В довершение этого фиаско накладная борода оказалась бабушке слишком велика. Поэтому борода Деда Мороза 2.0 начиналась прямо от бровей, что делало его похожим на Вия, о котором я, к счастью, в те годы еще не знал.
Но бабушка играла самозабвенно, с лихвой компенсируя провал костюмера.
Родителям показалось, что я ничего не заметил. Все шло прекрасно.
И тут мама с папой обратили внимание, что я как-то странно кошусь на ноги Деда Мороза.
Они присмотрелись. Папа слишком сильно укоротил бабушке тулуп. На ее ногах, доступные всеобщему обозрению, красовались домашние тапочки. «Фирменные» бабушкины тапочки с большими помпонами, которые она всегда носила по дому.
Все прямо как в том дурацком детском анекдоте, снова про Штирлица: ничто не выдавало в Штирлице русского разведчика, кроме буденновки и балалайки.
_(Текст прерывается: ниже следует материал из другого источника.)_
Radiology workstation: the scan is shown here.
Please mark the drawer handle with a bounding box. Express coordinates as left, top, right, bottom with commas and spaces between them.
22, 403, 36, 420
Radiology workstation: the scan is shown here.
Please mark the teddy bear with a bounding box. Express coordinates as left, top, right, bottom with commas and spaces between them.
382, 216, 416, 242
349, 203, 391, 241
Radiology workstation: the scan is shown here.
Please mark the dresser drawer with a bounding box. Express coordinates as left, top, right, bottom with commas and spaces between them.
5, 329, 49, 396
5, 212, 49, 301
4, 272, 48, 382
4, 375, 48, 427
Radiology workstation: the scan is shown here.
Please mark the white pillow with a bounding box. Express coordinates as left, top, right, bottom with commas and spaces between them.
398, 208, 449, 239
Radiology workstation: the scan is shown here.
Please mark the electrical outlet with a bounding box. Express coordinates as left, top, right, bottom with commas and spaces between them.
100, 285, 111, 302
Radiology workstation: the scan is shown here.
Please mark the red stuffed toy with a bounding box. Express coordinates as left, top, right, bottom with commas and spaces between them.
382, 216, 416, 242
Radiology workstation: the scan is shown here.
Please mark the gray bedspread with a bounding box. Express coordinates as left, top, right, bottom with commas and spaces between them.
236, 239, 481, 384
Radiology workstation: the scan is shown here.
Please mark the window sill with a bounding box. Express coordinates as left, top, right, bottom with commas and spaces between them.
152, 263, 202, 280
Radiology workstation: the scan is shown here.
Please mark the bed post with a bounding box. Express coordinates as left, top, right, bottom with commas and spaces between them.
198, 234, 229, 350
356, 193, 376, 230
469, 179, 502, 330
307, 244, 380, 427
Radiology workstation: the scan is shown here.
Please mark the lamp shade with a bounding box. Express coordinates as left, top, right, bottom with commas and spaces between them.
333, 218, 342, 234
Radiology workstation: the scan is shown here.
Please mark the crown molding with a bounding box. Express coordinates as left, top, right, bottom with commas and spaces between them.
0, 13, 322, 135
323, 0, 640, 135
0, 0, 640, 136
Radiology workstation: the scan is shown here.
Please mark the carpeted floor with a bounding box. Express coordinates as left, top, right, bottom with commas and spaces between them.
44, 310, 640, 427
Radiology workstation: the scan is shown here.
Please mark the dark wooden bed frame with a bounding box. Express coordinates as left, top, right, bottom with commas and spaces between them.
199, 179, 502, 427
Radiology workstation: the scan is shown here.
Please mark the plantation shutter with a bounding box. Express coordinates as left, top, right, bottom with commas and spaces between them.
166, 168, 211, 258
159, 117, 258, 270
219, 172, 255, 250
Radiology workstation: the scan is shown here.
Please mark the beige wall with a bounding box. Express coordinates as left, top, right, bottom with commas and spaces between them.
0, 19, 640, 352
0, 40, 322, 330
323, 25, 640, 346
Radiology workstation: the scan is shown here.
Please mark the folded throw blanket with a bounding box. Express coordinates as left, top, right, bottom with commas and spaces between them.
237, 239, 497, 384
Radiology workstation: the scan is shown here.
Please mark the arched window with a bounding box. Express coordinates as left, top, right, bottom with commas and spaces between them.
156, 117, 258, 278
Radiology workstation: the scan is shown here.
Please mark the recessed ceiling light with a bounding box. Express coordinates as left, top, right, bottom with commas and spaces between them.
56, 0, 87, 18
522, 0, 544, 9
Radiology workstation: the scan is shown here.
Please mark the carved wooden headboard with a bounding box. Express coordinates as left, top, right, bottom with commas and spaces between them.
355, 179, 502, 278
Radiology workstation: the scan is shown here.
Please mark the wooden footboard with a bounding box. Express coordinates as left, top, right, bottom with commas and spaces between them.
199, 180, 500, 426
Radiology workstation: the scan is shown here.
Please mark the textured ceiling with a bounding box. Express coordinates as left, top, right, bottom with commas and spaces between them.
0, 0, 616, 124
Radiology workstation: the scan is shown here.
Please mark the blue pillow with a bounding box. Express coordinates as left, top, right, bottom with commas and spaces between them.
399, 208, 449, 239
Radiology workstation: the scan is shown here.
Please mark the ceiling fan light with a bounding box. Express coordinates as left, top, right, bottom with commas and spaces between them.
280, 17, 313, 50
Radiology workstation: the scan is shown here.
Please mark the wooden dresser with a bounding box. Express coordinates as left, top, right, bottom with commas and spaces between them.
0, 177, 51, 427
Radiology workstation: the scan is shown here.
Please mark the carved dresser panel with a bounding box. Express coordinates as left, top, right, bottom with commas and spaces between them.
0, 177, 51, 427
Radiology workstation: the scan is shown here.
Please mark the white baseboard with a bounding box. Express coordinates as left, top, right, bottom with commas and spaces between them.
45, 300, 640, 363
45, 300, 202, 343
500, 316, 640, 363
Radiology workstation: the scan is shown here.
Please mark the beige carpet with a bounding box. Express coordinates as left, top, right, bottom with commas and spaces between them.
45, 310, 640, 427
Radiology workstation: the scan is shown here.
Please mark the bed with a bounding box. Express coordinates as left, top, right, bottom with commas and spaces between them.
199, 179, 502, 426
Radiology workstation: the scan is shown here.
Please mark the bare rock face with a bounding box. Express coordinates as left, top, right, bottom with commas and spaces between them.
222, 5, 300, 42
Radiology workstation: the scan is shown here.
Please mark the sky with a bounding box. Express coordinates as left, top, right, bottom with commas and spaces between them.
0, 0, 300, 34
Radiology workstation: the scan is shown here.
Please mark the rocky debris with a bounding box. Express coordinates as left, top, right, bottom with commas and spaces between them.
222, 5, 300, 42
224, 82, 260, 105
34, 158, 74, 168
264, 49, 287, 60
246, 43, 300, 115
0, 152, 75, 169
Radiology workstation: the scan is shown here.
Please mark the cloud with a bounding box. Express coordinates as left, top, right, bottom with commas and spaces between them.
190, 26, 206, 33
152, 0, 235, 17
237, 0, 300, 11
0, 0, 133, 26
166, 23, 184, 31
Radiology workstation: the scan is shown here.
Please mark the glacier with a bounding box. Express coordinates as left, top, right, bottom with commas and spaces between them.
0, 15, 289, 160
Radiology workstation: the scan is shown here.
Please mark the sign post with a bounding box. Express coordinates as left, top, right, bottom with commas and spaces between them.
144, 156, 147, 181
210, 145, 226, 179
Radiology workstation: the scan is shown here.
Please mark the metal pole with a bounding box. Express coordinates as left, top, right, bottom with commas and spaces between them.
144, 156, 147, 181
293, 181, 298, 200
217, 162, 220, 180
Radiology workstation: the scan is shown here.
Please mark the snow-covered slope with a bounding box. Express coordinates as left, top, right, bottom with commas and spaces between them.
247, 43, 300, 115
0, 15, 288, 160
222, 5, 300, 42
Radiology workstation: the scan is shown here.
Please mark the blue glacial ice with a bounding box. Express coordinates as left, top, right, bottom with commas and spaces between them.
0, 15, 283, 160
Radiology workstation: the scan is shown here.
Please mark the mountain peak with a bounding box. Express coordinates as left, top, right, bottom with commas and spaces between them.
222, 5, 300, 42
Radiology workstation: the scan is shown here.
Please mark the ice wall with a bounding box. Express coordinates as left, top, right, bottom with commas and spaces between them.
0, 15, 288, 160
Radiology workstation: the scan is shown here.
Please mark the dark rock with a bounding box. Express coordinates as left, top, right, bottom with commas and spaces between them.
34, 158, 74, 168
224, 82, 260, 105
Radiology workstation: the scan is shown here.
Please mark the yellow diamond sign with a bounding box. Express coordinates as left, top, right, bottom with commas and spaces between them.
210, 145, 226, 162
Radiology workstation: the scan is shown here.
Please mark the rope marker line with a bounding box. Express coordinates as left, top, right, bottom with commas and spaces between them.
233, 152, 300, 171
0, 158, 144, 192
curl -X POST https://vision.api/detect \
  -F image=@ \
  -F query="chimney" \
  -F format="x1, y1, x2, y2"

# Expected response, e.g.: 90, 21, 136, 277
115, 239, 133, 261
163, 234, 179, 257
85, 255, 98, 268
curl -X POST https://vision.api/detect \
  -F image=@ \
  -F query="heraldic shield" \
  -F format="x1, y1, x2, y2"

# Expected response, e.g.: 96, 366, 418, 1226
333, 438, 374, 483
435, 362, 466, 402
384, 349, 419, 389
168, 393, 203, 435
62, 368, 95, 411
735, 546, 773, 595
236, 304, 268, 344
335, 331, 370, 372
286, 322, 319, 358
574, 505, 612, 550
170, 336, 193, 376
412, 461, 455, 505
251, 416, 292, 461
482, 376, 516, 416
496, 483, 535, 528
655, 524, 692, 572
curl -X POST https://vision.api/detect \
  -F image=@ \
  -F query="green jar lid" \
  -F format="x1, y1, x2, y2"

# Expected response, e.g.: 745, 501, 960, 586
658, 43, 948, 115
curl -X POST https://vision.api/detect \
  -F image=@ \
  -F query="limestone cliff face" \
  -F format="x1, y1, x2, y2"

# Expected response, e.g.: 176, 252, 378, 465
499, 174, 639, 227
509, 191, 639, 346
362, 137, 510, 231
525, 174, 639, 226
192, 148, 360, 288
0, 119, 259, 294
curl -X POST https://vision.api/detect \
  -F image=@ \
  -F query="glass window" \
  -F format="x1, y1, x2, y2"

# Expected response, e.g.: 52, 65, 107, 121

Пока родители пытались предсказать мою реакцию на их вероломство и измерить глубину нанесенной ребенку травмы, я продолжал принимать подарки и водить хороводы, как ни в чем не бывало.
По воспоминаниям мамы, папа прошептал ей тогда:
«У него, видимо, шок».
И вот очередной домашний ТЮЗ подошел к концу, и мы направились в коридор провожать сказочного гостя.
Там я попросил Деда Мороза наклониться ко мне и что-то шепнул ему на ухо. Дед Мороз в ответ погладил меня по голове и вышел за дверь. А я побежал в комнату разбирать подарки.
Через несколько минут бабушка-оборотень незаметно прокралась обратно в квартиру в своем человечьем обличье.
Родители немедленно бросились к ней:
«Что он сказал? Что сказал?»
Бабушка улыбнулась и ответила.
Родители тоже начали улыбаться.
А папа даже добавил:
«Вот она, сила искусства!»
В коридоре, у входной двери, я прошептал Деду Морозу на ушко:
«Я знаю, что ты надел бабушкины тапки. Но я тебя не выдам!»